Intel Leads a New Era of Computing Experiences

Steevo · Jun 3, 2015

Aquinus said:
I'm leveraging my experience as a software dev and as a person with a degree in Comp Sci on this matter because it's highly applicable and the record needs to be set straight before you start putting weird ideas in people's heads and I'll explain why.

This is easier said than done. You can't simply make all workloads parallel because most code written is serial, there are dependencies between instructions and as a result, would need to share state and memory. The issues here is that overhead of making it parallel might introduce less performance if there is enough coordination that has to occur because most applications will do work to build up data, not build it in parallel, as a result, instructions will depend on the changes from the last (see serializability). It is the developer's job to write code in a way that can leverage hardware when it's available and to know when to apply it because not everything can be done on multiple cores by virtue of the task being done. The state problem is huge and locking will destroy multi-threaded performance. As a result, many successful multi-threaded systems have parts of an application decoupled with queues placed inbetween tasks that much occur serially. This all sounds find and dandy, but now you're just passing state through essentially a series of queues and any work will have to wait if any part of the pipeline slows down (so you're still limited by the least parallel part of your application.) So while you inherently get parallelism by doing this, you add the side effect of increasing latency and not knowing the state of something at any level other than the one it's operating at. So in the case of games, they need to react quickly to less latency means either lower frame rate or input lag.

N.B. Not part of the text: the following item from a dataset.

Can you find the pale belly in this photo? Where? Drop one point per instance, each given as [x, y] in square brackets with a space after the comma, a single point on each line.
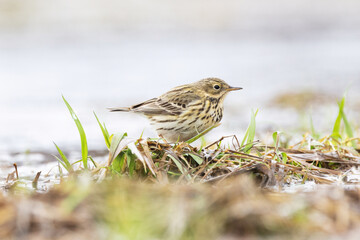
[178, 128]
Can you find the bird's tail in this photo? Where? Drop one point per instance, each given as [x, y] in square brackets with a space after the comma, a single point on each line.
[119, 109]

So while your comment makes sense from looking at it from a high level, it makes absolutely no sense at a low level because that isn't how computers work under the hood and you can't simply break apart an application and make it multi-threaded. It simply doesn't work that way.

I would argue that developers need better tools for easily implementing games that can utilize multiple cores but, languages (like Java, Clojure, C#, etc.) have great constructs for multi-threaded programming. The question isn't if you can do it, the question what is the best way to do it and no one really knows.

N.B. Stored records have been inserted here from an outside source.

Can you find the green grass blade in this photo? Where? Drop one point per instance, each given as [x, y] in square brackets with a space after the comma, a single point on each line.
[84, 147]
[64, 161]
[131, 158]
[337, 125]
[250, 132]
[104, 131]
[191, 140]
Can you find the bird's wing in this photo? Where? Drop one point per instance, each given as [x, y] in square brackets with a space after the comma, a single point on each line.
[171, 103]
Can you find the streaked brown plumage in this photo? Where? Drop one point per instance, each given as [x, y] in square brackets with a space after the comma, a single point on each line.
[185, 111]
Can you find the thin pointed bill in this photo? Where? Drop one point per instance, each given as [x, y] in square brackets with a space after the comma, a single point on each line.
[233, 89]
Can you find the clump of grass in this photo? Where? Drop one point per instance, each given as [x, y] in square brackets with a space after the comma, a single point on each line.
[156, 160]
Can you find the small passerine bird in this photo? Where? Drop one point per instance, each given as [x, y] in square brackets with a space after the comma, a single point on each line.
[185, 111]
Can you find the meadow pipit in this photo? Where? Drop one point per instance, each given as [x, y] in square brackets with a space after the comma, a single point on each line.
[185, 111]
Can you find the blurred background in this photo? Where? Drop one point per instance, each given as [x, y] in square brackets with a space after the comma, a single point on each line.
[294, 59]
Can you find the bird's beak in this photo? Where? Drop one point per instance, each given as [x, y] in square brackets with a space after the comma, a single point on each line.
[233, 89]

I tell people this all the time: "If it were that easy, it would have been done already!"

All 8 of the SATA ports in my tower are used. One M.2 and be done with it, but it's really not designed for mass storage. SATA will always have a place in my book until something better rolls around that doesn't require the device to be attached to the motherboard. (Imagine mounting a spinning drive to a motherboard, that makes for some pretty funny images.

Side note: I had more issues with IDE cables than SATA, so I'm not complaining.

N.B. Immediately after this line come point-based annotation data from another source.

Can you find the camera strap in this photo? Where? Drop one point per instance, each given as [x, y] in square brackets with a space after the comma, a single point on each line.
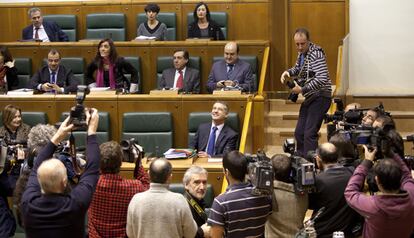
[194, 204]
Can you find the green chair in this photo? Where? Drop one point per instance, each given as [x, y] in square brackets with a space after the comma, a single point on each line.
[34, 118]
[168, 18]
[152, 130]
[24, 71]
[197, 118]
[66, 22]
[103, 132]
[252, 60]
[208, 199]
[219, 17]
[106, 25]
[136, 62]
[165, 62]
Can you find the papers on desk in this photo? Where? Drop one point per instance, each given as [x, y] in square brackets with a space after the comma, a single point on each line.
[21, 92]
[145, 38]
[179, 153]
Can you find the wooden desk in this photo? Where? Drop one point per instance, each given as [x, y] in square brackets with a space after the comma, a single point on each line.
[215, 171]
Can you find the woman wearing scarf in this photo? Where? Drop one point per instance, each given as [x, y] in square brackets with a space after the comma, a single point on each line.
[107, 69]
[8, 73]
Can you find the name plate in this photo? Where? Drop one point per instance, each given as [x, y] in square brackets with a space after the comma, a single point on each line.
[164, 92]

Having done some programming I agree entirely. For multithreaded workloads with dependencies you have to have a parent thread start and dispatch child processes or threads to perform the work while the parent thread synchronizes the results, and that cannot be done on hardware as the hardware has no idea of the actual work being done, it only sees a string of binary. So at the point where we have a parent thread and at least one child thread, and so if we break it down to human language.

Parent thread launches on core 0, it copies in a large dataset for comparison, it then launches a child thread that starts at the top of the thread, and it starts at the bottom, and it then has to check up on a flag being set by the child thread to see if it found a match thus reducing its performance. Try to find customer 123456789 in a dataset that is alpha numeric and customers numbers are randomized so either you have to sort, search the whole table, or you could have it check using a smarter algorithm. Depending on the size of the dataset and processor speed it might be as fast to sort on a single core as it is to search and compare on multiple cores.

Aquinus · Jun 3, 2015

Steevo said:
Parent thread launches on core 0, it copies in a large dataset for comparison, it then launches a child thread that starts at the top of the thread, and it starts at the bottom, and it then has to check up on a flag being set by the child thread to see if it found a match thus reducing its performance. Try to find customer 123456789 in a dataset that is alpha numeric and customers numbers are randomized so either you have to sort, search the whole table, or you could have it check using a smarter algorithm. Depending on the size of the dataset and processor speed it might be as fast to sort on a single core as it is to search and compare on multiple cores.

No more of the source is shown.